Non-Compete Agreements Overview
Sharon Stiller, Partner and Director of the Employment Law Practice, was recently interviewed on the Connections with Evan Dawson show and discussed the proposed FTC ruling on non-compete clauses. The segment was broadcast on WXXI, a Rochester-based radio station.
Ms. Stiller stated that there are “a lot of misunderstandings” regarding the rules for the non-compete clauses, and that the regulations are not straightforward, as can be complex.
While each case depends upon an individual’s situation, to help clarify the complexities, the New York State Attorney General’s Office provides an FAQ on non-compete clauses.
In her interview, Ms. Stiller did clarify the overall concept behind these clauses.
- They are not intended to prohibit the skills that the employee developed.
- They are intended to serve the purpose of preventing someone from stealing a company’s intellectual property and trade secrets.

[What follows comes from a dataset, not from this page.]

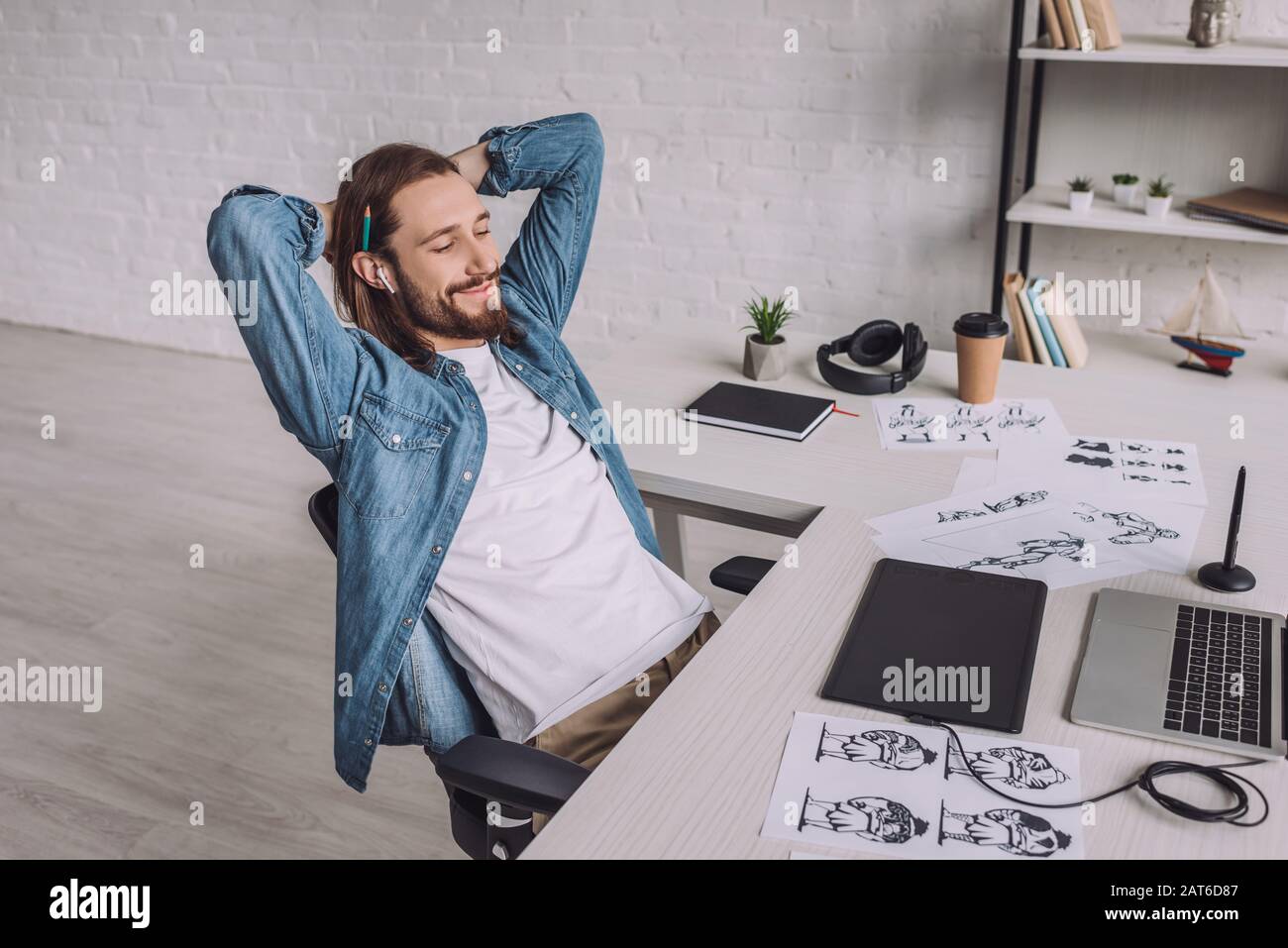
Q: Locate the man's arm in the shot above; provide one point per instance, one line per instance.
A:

“Where do you draw the line?” Ms. Stiller said, and emphasized that this is why non-compete cases must be treated on an individual basis. She provided the example of the Kodak company, who lost a case against a former employee who left the company to work for an industry competitor after it was ruled that the former employee did not steal any trade secrets.
Why Younger People Are Most Vulnerable to Non-Compete Clauses
Younger people are most vulnerable as they are forced to sign these agreements which are essentially “lopsided”, Ms. Stiller advised. They are advantageous for the company and these young people do not have the means to hire a lawyer to negotiate on their behalf. “Younger people should be allowed to move on and maximize their earnings”.
Ms. Stiller said that “this is where you need the help of the federal government to step in” and put a balance to what is currently an uneven agreement.
Corporations Do Have a Right to Seek Legal Action
Ms. Stiller stressed that there are two sides to everything and there are circumstances where companies do have a legitimate reason to litigate their non-compete agreement.
She has represented corporations that have found employees who have stolen intellectual property, such as a case where defense information was stolen and she defended another company where an employee took information from a computer and then deleted it.